A total of 42 patients with 50 UIAs were included. AWE was detected in 19 (38.0%) UIAs. Maximum diameter (9.2 ± 5.0 mm vs 5.3 ± 1.5 mm, P < 0.01) and the ACV (8.2 ± 6.0 mL vs 4.7 ± 4.6 mL, P = 0.038) were significantly higher in UIAs with AWE than those without AWE.

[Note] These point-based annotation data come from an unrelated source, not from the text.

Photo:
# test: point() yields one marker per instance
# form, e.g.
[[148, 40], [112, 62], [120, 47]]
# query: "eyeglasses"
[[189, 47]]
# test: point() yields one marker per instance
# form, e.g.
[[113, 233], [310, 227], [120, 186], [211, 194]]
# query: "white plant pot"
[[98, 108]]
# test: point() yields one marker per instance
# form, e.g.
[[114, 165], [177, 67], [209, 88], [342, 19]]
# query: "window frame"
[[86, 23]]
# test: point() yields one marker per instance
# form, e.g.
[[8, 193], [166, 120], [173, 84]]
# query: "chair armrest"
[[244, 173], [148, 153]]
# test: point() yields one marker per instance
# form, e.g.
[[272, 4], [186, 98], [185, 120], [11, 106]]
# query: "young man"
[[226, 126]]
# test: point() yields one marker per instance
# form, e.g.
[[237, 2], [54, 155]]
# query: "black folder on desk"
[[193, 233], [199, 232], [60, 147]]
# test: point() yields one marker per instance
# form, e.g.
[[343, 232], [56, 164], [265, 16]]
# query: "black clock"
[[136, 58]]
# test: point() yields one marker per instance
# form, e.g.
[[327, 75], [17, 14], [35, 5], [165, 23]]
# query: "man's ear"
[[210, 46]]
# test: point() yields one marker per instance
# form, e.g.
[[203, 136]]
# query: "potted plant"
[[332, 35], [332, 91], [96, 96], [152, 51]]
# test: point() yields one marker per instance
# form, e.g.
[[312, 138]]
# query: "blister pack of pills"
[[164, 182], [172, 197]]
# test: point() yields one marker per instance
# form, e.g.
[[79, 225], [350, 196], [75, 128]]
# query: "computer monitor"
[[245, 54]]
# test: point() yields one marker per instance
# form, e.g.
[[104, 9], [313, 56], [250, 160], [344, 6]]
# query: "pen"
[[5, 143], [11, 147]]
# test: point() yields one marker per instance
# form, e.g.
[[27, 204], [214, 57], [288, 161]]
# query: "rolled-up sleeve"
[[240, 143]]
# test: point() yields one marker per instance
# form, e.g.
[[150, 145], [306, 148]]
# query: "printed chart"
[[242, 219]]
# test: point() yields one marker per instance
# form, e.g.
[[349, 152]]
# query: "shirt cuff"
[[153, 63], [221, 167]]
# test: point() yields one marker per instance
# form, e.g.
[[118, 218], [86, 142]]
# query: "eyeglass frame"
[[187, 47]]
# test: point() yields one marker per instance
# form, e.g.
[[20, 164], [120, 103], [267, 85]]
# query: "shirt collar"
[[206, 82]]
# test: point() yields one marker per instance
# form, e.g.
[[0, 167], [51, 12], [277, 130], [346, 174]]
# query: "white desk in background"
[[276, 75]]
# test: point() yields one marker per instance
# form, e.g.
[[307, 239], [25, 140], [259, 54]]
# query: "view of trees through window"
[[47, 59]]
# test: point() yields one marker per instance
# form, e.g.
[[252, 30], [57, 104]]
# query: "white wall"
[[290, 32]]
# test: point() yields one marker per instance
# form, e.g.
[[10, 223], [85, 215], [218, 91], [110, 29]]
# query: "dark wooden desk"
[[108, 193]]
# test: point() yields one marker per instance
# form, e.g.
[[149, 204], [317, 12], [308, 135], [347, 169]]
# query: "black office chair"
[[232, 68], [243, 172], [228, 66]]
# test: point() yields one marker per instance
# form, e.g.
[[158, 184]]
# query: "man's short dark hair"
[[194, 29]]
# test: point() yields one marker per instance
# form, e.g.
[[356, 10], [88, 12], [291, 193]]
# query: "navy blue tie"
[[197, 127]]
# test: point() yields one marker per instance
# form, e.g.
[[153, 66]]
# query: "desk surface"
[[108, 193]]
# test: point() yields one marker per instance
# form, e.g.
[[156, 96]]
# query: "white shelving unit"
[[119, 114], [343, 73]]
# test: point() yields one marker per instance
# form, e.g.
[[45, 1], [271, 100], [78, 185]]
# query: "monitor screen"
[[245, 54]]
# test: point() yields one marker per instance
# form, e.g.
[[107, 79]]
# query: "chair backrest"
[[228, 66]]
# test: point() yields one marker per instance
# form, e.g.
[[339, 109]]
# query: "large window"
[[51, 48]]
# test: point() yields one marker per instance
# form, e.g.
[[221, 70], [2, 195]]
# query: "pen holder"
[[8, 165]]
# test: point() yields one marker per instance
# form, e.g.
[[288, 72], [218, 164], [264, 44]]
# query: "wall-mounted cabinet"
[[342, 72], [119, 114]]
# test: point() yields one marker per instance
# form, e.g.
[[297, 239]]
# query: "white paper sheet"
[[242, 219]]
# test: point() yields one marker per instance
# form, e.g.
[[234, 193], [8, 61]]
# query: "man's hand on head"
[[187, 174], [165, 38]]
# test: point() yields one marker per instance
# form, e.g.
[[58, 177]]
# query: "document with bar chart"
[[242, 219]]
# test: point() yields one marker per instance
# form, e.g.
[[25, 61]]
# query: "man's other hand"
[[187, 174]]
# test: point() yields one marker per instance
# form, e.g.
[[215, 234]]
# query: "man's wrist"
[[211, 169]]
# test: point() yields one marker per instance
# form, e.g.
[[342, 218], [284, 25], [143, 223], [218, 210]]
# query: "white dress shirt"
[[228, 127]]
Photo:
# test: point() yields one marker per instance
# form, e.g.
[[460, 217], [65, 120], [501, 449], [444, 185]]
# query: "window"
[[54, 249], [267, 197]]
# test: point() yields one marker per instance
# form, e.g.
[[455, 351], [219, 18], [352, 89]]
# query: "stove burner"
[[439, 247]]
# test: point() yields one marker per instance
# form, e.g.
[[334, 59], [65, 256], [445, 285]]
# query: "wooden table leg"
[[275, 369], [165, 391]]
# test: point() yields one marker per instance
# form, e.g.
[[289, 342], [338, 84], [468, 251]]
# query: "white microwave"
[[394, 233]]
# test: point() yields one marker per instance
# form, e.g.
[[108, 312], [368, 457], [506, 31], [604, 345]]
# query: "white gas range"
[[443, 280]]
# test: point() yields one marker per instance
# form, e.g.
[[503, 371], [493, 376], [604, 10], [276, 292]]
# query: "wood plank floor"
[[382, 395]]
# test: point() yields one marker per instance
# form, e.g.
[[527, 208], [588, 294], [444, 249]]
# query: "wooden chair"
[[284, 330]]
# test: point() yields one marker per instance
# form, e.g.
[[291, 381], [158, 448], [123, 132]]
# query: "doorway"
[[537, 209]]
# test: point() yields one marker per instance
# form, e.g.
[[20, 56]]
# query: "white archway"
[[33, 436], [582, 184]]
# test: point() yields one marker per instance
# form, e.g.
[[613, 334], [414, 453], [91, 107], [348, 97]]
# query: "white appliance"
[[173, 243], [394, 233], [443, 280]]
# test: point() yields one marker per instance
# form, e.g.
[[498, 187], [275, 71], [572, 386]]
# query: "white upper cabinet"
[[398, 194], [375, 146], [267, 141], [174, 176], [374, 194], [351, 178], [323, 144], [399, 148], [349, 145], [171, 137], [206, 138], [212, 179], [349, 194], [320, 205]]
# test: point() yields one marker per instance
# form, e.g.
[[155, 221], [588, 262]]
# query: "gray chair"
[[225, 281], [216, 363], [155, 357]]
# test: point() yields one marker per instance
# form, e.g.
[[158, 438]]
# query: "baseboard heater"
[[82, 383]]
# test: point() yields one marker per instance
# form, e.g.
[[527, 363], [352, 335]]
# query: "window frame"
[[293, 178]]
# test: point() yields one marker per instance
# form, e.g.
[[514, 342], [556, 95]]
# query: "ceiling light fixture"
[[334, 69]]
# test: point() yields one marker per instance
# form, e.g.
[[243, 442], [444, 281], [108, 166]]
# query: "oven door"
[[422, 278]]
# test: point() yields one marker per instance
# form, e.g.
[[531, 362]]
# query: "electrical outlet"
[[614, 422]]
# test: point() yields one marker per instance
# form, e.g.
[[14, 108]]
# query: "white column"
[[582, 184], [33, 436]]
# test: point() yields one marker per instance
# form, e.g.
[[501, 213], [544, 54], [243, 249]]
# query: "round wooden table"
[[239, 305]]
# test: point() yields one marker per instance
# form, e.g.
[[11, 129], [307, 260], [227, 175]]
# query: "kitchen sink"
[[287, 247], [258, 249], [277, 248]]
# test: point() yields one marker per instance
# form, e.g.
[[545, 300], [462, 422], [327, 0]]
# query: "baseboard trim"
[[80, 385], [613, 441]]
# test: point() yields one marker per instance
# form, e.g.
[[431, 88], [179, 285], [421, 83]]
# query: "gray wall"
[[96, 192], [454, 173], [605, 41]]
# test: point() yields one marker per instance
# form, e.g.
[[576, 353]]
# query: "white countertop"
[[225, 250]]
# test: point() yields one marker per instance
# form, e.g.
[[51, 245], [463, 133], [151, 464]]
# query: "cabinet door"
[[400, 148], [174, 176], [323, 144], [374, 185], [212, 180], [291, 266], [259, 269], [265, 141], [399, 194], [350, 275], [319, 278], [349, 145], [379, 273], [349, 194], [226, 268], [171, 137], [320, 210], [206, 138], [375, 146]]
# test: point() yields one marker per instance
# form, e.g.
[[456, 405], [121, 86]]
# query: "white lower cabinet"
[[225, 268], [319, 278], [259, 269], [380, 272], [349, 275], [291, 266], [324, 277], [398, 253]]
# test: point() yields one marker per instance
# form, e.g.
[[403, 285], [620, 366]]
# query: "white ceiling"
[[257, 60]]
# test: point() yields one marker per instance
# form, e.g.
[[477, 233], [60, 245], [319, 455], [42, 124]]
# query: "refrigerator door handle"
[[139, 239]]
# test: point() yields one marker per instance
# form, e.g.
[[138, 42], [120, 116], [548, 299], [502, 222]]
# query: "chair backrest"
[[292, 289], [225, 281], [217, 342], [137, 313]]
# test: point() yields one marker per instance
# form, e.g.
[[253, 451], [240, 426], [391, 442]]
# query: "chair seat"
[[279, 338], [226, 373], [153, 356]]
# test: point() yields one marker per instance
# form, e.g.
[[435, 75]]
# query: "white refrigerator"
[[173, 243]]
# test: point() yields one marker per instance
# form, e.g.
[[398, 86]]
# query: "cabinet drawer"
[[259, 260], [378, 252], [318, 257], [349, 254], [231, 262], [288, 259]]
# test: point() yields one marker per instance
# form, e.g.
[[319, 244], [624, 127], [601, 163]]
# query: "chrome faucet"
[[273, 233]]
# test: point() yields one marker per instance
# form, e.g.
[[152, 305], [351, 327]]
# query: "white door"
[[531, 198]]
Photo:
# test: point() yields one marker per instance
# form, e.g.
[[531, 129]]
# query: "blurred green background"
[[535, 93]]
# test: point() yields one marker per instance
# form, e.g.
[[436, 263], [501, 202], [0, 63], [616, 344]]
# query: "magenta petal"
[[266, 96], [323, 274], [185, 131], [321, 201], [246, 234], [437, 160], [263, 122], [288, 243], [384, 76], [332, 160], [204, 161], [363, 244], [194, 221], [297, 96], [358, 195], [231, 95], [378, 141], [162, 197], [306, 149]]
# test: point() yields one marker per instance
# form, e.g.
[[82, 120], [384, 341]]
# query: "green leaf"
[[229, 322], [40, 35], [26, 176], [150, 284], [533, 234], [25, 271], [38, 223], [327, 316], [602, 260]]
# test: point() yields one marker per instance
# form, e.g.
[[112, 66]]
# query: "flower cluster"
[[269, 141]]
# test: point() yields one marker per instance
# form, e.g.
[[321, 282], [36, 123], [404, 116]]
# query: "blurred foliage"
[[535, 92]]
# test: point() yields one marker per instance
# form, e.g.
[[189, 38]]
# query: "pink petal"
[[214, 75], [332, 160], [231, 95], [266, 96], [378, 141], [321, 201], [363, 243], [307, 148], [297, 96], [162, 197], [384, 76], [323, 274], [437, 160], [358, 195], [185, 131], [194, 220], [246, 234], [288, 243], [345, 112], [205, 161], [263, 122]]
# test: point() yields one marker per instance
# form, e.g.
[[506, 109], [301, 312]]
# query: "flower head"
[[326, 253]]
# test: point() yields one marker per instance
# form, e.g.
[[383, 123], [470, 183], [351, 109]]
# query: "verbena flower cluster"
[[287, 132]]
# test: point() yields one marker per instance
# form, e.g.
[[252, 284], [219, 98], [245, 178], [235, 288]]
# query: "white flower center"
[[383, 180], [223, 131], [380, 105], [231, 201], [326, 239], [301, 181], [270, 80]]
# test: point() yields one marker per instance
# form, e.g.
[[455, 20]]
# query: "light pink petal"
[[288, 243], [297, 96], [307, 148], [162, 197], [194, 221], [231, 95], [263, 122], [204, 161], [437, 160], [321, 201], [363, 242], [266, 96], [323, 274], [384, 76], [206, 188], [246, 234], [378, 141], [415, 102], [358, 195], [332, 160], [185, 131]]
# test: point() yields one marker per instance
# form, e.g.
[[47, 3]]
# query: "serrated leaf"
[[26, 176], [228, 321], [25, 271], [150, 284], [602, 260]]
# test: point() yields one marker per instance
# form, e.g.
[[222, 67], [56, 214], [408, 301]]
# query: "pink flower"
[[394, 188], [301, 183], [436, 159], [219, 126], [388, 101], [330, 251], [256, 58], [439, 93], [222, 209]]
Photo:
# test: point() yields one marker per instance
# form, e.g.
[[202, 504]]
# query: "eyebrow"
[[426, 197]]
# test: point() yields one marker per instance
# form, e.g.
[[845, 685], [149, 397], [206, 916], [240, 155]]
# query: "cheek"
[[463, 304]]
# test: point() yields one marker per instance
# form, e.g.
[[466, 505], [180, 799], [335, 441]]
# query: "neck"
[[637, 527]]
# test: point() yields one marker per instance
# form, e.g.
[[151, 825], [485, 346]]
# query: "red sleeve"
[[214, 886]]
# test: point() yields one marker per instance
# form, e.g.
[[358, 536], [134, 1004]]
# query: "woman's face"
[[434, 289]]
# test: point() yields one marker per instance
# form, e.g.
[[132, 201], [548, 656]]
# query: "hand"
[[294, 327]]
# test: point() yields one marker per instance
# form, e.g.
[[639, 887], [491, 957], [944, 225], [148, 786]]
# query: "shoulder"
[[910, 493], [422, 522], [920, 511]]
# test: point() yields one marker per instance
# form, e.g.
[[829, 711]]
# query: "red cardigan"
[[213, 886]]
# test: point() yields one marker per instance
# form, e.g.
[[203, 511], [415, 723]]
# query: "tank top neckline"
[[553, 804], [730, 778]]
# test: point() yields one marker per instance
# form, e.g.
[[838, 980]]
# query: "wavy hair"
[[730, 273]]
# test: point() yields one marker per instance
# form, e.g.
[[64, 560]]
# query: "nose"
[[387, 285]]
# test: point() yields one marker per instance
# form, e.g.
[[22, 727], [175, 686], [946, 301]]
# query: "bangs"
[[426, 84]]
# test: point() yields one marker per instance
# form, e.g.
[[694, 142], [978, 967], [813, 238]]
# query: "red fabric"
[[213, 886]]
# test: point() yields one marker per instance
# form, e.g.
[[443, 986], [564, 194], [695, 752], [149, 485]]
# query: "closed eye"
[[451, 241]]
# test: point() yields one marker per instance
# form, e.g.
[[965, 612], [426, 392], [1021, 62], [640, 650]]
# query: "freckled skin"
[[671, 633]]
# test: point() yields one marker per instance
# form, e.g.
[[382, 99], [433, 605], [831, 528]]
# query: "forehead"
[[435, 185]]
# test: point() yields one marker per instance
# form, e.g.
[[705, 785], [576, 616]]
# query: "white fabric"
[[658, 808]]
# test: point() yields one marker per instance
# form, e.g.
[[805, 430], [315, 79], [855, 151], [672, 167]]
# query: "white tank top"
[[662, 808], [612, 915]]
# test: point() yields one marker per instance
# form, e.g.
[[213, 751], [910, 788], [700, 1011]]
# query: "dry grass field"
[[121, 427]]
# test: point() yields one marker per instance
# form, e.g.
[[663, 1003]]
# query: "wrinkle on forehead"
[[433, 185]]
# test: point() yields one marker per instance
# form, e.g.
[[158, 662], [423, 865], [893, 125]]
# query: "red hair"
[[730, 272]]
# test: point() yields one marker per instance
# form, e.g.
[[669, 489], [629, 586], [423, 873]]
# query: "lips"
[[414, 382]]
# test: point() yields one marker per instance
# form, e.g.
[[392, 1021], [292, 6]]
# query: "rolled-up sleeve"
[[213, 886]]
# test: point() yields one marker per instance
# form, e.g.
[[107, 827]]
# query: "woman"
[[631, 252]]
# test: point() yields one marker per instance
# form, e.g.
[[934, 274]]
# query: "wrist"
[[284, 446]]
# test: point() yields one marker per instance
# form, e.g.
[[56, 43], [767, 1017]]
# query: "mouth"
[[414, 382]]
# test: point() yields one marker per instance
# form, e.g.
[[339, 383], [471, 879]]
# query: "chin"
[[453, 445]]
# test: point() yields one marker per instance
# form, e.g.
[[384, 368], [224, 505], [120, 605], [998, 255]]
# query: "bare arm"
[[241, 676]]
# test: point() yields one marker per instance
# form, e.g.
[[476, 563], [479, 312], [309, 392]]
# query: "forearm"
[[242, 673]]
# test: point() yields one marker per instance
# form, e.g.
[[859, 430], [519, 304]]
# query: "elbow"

The ACV was significantly associated with increased wall enhancement of UIAs. Systemic atherosclerosis might be a risk factor for the instability of UIAs. Future studies examining the effect of medications for systemic atherosclerosis on the extent of AWE in UIAs is warranted.
未破裂颅内动脉瘤(UIAs)壁的炎症性动脉粥样硬化性重塑,在磁共振血管壁成像(VWI)中可检测到动脉瘤壁增强(AWE),在进展为破裂的病理生理学中起着关键作用。另一方面,腹主动脉钙化反映了全身动脉粥样硬化的程度,进而预测了动脉粥样硬化性心血管和脑血管疾病的风险。本研究旨在探讨腹主动脉钙化与 VWI 中 UIAs 壁增强的关系。
本回顾性研究纳入了 2018 年至 2020 年期间因 UIAs 行血管内治疗而行 3T MR-VWI 和腹部 CT 检查的患者。从肾动脉至分叉处的腹部 CT 扫描中定量测量腹主动脉钙化体积(ACV)。将 AWE 的存在与患者特征、动脉瘤形态和 ACV 相关联。
共纳入 42 例患者的 50 个 UIAs。19 个(38.0%)UIAs 检测到 AWE。与无 AWE 的 UIAs 相比,有 AWE 的 UIAs 的最大直径(9.2 ± 5.0 mm 比 5.3 ± 1.5 mm,P < 0.01)和 ACV(8.2 ± 6.0 mL 比 4.7 ± 4.6 mL,P = 0.038)明显更高。
ACV 与 UIAs 壁增强显著相关。全身动脉粥样硬化可能是 UIAs 不稳定的危险因素。未来需要研究检查用于全身动脉粥样硬化的药物对 UIAs 中 AWE 程度的影响。